2.- MATERIALS AND METHODS

2.1 Location of study area

Lake Chapala is a natural reservoir of Mexico, located mainly in the state of Jalisco, Mexico (Figure 1). It has a total area of1146.59 km², of which Jalisco occupies 86% and Michoacan 14%. The full capacity of the lake is 7,897 million cubic meters (Mm³).

Figure 1 Location map of the study area. This figure shows the distribution of the surveyed sites during field work. 

2.2 Geological Setting

The study area is a structure known as Triple Point Junction of Jalisco (TPJ), and this structure is formed by the rifts of Colima (N-S), Tepic-Zacoalco (NW-SE) and Chapala (W-E). In Chapala, there is a significant topographic depression forming Lake that extends 90 km towards the east of TPJ. Chapala rift is delimited by a NEE-oriented step failure system (^{Luhr et al., 1985}). The Chapala rift was developed at the Early Miocene, from a transcurrent fault of the regional system Chapala Tula (Figure 2), with orientation E-W (^{Rosas-Elguera and Urrutia-Fucugauchi, 1998}).

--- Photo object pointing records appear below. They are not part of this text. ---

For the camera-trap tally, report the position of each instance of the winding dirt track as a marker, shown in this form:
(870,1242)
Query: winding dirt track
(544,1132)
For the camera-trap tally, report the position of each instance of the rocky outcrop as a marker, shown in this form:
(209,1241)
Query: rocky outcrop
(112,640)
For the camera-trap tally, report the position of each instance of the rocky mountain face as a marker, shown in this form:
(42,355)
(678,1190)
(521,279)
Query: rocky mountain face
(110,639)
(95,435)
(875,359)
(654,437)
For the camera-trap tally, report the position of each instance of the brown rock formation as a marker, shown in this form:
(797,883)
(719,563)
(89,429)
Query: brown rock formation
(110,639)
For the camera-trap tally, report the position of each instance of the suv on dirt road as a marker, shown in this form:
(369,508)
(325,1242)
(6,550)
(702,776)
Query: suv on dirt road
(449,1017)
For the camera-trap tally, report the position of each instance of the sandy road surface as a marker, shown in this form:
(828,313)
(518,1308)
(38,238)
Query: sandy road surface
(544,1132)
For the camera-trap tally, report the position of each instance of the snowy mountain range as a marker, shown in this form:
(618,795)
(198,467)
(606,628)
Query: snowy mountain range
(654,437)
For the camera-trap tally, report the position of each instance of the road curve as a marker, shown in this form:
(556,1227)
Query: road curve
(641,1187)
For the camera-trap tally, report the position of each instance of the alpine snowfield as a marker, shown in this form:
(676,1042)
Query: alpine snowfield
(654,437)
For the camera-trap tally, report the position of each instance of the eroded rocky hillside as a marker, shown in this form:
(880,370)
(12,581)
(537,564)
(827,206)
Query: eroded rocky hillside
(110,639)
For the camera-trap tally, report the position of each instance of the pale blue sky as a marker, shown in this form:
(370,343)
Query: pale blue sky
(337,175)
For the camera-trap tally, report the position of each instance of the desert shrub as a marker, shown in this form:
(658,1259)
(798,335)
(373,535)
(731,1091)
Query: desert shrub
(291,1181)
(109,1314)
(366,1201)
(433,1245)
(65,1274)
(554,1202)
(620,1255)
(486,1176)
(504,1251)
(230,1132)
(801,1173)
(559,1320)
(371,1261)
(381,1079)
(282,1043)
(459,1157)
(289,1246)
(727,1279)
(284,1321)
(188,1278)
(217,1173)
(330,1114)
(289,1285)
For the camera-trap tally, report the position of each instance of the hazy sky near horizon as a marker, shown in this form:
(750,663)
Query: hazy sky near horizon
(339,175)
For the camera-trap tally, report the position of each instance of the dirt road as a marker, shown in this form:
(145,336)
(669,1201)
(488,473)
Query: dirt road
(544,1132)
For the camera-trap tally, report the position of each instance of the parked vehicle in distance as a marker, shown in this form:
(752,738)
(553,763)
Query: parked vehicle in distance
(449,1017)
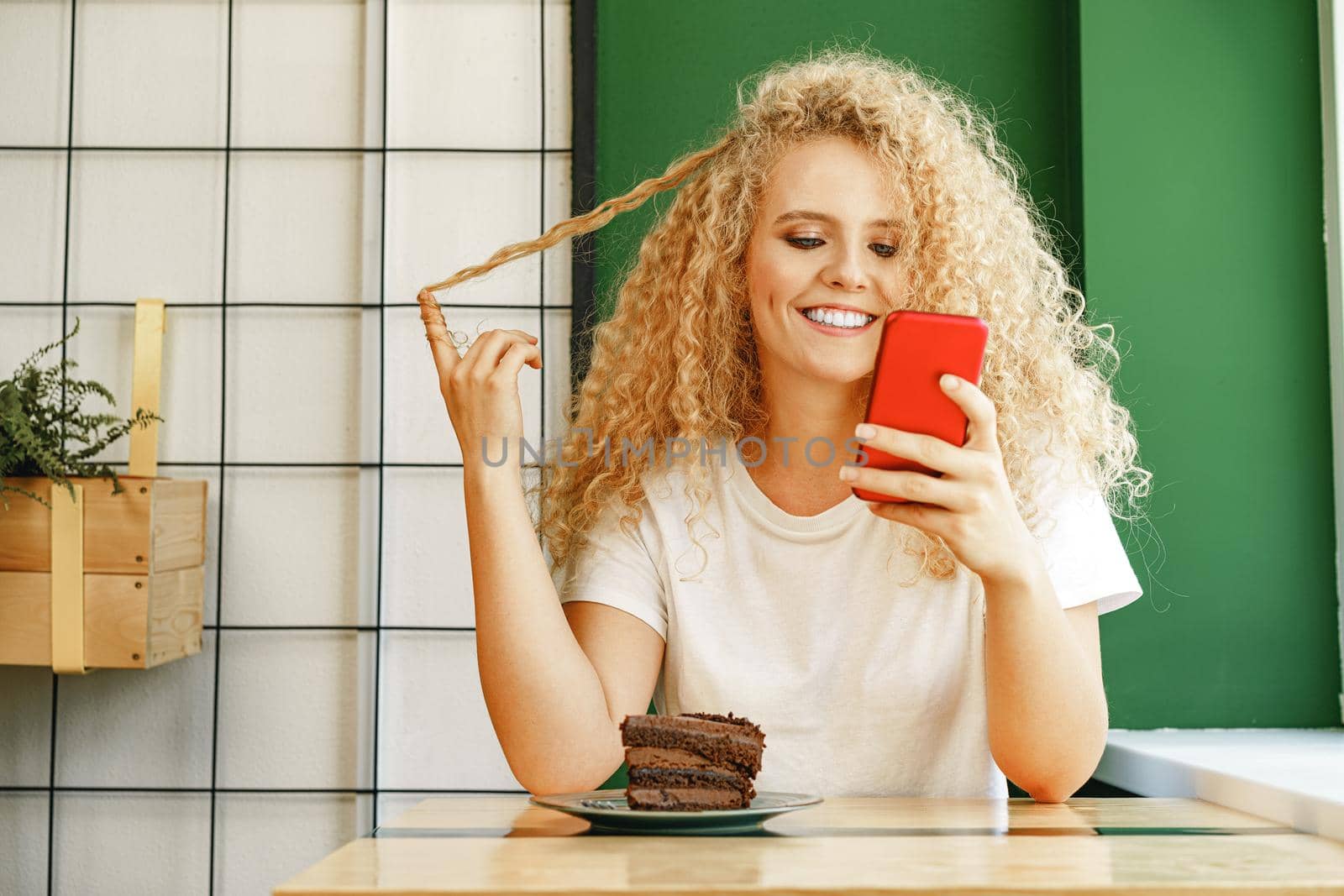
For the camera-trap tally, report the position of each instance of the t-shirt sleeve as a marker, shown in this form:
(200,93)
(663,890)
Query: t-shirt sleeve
(1084,555)
(618,570)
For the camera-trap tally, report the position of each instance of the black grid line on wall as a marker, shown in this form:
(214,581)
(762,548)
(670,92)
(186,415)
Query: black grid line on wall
(582,42)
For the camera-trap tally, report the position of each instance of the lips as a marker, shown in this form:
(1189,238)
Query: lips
(837,331)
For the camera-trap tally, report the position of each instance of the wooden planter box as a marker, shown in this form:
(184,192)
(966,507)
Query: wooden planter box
(144,555)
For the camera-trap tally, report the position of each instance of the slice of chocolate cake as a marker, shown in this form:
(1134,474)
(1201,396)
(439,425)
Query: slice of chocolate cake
(691,762)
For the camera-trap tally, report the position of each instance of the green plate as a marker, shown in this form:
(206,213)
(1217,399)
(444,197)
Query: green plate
(606,810)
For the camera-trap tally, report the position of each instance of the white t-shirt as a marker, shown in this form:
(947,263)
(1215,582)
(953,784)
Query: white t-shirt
(862,687)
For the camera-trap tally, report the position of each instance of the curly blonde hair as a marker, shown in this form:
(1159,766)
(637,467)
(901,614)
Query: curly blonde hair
(678,356)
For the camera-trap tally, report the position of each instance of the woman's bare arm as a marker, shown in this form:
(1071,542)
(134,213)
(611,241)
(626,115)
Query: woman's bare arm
(557,683)
(555,694)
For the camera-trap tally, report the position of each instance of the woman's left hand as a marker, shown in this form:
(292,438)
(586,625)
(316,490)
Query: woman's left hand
(971,506)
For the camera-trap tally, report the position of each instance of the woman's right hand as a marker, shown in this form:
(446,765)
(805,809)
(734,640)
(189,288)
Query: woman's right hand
(480,387)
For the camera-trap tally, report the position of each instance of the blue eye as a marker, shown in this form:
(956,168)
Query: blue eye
(799,241)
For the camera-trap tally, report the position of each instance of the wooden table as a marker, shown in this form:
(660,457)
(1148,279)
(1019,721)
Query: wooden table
(844,846)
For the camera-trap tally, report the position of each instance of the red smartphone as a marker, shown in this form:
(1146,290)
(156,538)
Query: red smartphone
(914,351)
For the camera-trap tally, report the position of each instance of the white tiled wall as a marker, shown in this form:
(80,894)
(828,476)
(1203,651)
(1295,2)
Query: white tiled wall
(266,739)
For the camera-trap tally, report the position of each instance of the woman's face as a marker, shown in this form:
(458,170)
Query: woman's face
(820,244)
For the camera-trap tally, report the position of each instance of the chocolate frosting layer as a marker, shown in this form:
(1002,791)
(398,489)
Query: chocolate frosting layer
(691,761)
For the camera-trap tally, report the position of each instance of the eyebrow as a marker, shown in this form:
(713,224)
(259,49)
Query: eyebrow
(831,219)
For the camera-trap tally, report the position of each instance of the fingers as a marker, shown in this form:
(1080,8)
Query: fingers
(514,359)
(436,331)
(486,351)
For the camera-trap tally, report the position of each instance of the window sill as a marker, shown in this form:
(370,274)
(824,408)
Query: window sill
(1292,775)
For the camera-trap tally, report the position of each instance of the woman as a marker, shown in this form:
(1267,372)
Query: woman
(847,181)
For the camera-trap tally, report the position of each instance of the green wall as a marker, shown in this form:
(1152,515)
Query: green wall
(1202,184)
(1195,174)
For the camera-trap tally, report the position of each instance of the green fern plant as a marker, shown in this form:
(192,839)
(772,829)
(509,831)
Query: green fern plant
(34,426)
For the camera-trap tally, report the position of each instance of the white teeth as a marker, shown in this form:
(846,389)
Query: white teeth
(847,320)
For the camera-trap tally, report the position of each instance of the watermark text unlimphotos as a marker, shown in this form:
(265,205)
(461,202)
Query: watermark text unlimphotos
(817,450)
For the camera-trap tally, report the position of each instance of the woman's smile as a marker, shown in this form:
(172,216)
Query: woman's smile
(839,328)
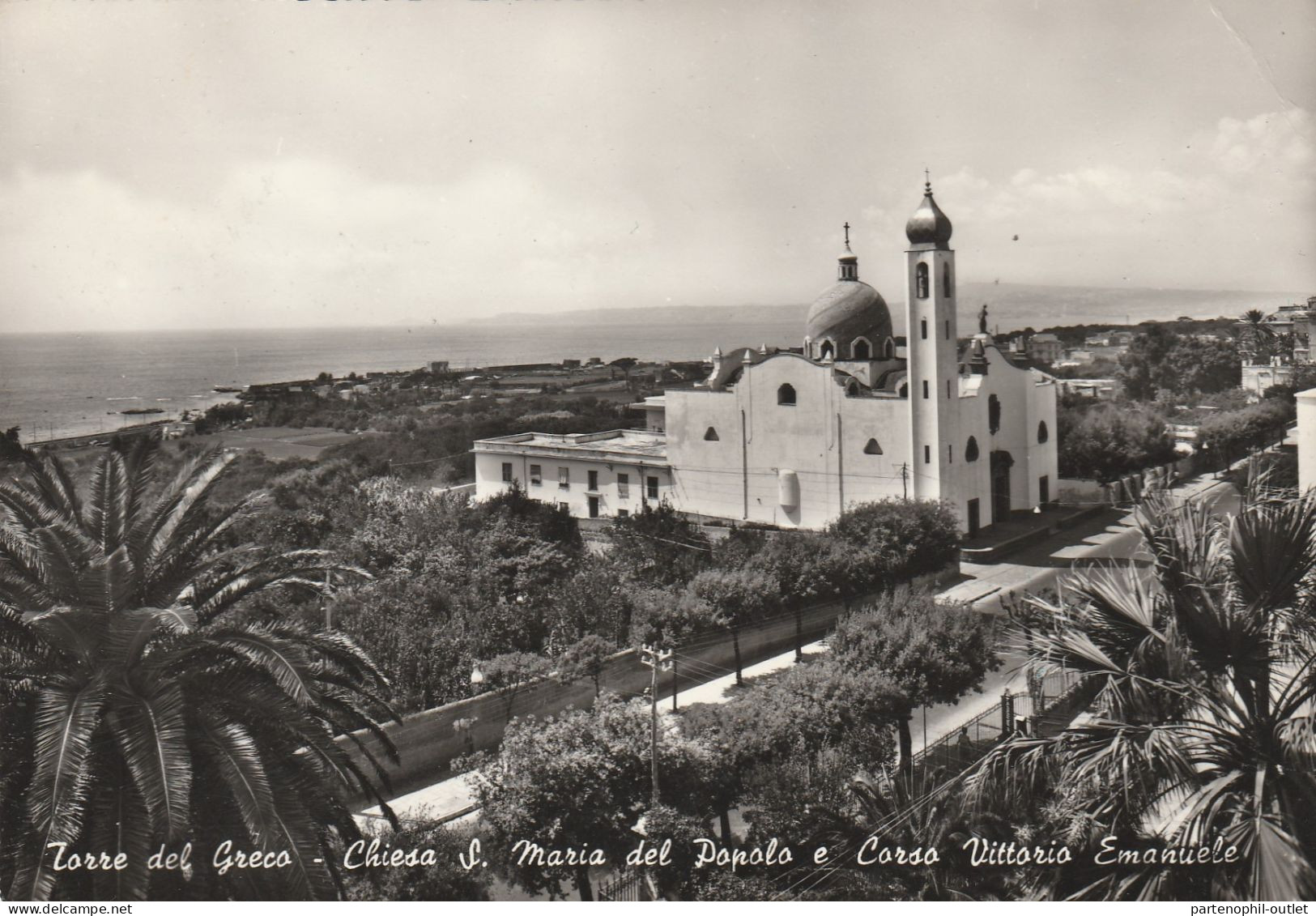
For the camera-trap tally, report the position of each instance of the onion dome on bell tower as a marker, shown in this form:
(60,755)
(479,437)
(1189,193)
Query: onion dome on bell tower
(928,228)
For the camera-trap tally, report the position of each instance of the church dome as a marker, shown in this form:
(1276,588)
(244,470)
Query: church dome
(928,225)
(846,311)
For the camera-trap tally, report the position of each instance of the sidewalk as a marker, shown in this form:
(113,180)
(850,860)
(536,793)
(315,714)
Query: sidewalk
(454,798)
(1032,569)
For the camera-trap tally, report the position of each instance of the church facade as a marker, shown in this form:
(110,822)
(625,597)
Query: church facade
(794,437)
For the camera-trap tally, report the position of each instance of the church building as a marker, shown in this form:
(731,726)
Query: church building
(794,437)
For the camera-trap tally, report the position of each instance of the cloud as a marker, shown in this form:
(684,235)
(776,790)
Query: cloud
(284,241)
(1233,210)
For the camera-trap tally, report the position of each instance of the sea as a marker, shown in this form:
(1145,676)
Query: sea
(78,383)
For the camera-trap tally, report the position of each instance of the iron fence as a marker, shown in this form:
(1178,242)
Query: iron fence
(628,888)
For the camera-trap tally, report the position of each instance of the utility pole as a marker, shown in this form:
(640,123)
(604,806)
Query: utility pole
(324,602)
(656,659)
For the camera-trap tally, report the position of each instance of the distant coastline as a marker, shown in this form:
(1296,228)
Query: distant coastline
(57,385)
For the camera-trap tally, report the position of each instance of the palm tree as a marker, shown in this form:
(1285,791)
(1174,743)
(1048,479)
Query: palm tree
(1254,336)
(1206,667)
(133,715)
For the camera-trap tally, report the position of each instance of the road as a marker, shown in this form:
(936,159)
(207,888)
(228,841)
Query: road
(1112,536)
(1040,566)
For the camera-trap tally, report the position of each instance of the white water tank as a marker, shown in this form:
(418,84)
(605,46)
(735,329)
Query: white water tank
(787,488)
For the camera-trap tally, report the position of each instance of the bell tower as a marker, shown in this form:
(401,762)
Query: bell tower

Figure 2 Structural-tectonic setting and geology of Chapala Graben (ChG); Tepic-Zacoalco Rift (TZR); Citala Graben (CG) (Modified of ^{Rosas-Elguera & Urrutia-Fucugauchi, 1998}). 

The north of Chapala Lake shows the oldest rocks (Figure 2). They consist of Miocene basalts aged 8.5 - 10 Ma and they are exposed in the NE corner of the area of study (^{Rosas-Elguera et al., 1998}). Around the Chapala basin outcrop are basaltic-andesitic rocks of Late Miocene-early Pliocene (Rosas-Elguera et al., 1998). The Chapala Formation is visible in the western and central parts of the northern shoreline of the lake. This unit consists of alternating lacustrine sediments and pyroclastic units (ash and pumice) of Late Pleistocene or Late Pliocene (^{Downs, 1958}). The basaltic lava and basalt cones of the group Crucero-Ixtlan basalts were formed during the Late Pliocene, and their ages are between 3.3 and 2.5 Ma (Rosas-Elguera et al., 1998). The outcrop of Quaternary consists of monogenetic volcanoes, several calcoalkaline-rhyolitic-dacitic domes, andesitic cones and lava flows with ages lower than 1.0 Ma (Rosas-Elguera et al., 1998).

2.3 Analytical procedures

Thirty-seven water samples were collected from Chapala Lake within three days, from March 30^th to April 2^nd, 2014 (Figure 1). At each observation point, a wide range of physicochemical parameters was measured to ensure a good representation of a variety of potential pollutants in the dataset. Water samples were collected from the whole lake, using random sampling, which was georeferenced in UTM coordinates.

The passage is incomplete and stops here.